Well, 2 tree tales and some pictures of the other one.
When we lived in Alaska and money was so tight, I was over-the-moon grateful for a woman who stopped by every month or so on her way to the food bank. She volunteered to pick up slightly outdated Nabisco products and deliver them to the food bank at our church. We only had one car, and that made getting to the food bank during business hours almost impossible. So every few weeks, this woman showed up on my doorstep with a few boxes of cookies or crackers. It probably didn't seem like much to her. But during that time, we had guests at the house several times a week, sometimes large groups of young adults coming for a small group meeting or just dropping by (we came home one day to find that friends had disarmed our four-legged security system and rearranged our living room for maximum movie viewing pleasure...both couches turned and one blocked up to create stadium seating) and the ability to offer them a little bit of tangible hospitality made me feel rich, blessed to both receive and to give. We always had enough. Just when we were running low, a new shipment would arrive. In those years, God's grace came in an Oreo package.

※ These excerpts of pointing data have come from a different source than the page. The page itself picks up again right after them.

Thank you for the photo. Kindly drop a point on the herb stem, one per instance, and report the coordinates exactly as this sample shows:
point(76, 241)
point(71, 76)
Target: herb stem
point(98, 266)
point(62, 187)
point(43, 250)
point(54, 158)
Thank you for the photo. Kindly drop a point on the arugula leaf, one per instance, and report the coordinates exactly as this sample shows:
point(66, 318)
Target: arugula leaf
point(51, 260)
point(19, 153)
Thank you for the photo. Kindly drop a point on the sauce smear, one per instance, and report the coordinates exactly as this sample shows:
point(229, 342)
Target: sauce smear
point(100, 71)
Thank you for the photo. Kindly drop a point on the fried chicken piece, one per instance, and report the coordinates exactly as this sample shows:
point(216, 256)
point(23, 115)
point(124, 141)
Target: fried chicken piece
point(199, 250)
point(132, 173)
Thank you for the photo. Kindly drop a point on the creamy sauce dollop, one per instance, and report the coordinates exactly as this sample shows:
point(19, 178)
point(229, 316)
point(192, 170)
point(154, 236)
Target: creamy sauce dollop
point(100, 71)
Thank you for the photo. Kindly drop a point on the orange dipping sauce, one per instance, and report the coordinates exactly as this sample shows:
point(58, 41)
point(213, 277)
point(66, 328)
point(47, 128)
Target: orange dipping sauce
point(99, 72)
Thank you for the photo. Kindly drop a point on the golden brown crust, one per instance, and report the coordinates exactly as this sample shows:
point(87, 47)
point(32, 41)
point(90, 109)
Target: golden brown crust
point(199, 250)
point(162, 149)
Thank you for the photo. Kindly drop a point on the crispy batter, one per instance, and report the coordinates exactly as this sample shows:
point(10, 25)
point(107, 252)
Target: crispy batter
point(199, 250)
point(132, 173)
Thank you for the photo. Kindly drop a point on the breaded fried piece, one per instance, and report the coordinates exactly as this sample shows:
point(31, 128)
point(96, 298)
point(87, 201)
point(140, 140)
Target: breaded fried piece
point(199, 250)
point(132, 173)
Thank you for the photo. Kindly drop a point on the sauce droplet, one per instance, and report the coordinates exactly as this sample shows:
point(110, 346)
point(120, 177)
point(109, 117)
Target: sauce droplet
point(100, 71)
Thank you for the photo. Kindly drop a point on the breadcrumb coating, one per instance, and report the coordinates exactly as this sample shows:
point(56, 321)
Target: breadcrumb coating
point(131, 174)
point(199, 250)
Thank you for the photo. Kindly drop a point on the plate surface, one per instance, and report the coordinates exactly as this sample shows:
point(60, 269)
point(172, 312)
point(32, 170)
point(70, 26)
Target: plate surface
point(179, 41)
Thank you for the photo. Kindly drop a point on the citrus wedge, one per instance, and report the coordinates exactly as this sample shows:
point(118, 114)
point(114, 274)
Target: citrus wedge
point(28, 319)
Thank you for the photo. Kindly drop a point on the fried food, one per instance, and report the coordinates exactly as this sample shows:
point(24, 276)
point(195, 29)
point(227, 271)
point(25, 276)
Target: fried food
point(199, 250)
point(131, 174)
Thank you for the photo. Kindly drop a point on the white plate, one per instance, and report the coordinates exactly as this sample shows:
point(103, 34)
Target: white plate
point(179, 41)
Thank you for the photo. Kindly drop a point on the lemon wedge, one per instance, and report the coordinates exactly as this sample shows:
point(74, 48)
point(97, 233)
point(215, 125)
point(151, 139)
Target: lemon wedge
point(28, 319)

One November we were given a case of Barnum's Animal Crackers. A case. (You know, the ones in the little red boxes.) We had left all our Christmas decorations here when we moved and my family was coming for the holidays. We cut a Charlie Brown tree from the Chugach National Forest (yes, legally), splurged on a string of lights and hung candy canes and animal cookies all over that most beautiful of trees. By the end of the holiday, the branches could barely hold their own weight, but my brother helpfully extracted the contents of the boxes and hung the empties back on the tree.
A couple of years later, we planned to come to Oregon for Christmas, but a few days after Thanksgiving, we got the shattering news that Bryan's dad had died that day. Bryan caught the next flight out and I followed with Hannah a few days later. If you've been through anything similar, you can imagine the aftermath, yup, lots of tears and numb/heart-wrenching days. A few days before Christmas, we had to go back. After Dad died, the cheapest way for Bryan to get to Oregon had been to buy a new one-way ticket. He had planned to fly back on the other end of the round-trip we already had purchased. But apparently, when you don't fly the first leg, they cancel your reservation for the return flight (now you tell me). Even after we explained the circumstances the airline was, shall we say, less than helpful. So we scrambled a bit and found a friend who had come down to buy a used car and was driving it back. Bryan was welcome to share the drive.
I flew home without him, pregnant and with child (both--Hannah was just 13 months and I was about halfway along with Meira). The hope was that he would be able to get across all the borders with limited proof of insurance and registration and make through the snow up the Al-Can in time for Christmas. I can't tell you how thankful I was for the friends who met me at the airport, helped to wrangle the bags, the car seats and me into someone's vehicle and home to my empty house. These same friends had spent most of the afternoon setting up a tree, lights and ornaments from who-knows-where illuminating my living room and my dreary spirit.
Bryan did make it home in time for Christmas, such as it was. And the story of digging out of that dark time is full of the grace of God in the face of others (some of them those sneaky elves).
This year our tree is a lot less memorable, (although it's the first year the girls did all the decorating without necessitating major ornament relocation after bedtime). But my heart is no less grateful. And God's grace still shows up in unexpected packaging.
That's my Christmas story this year. What's yours?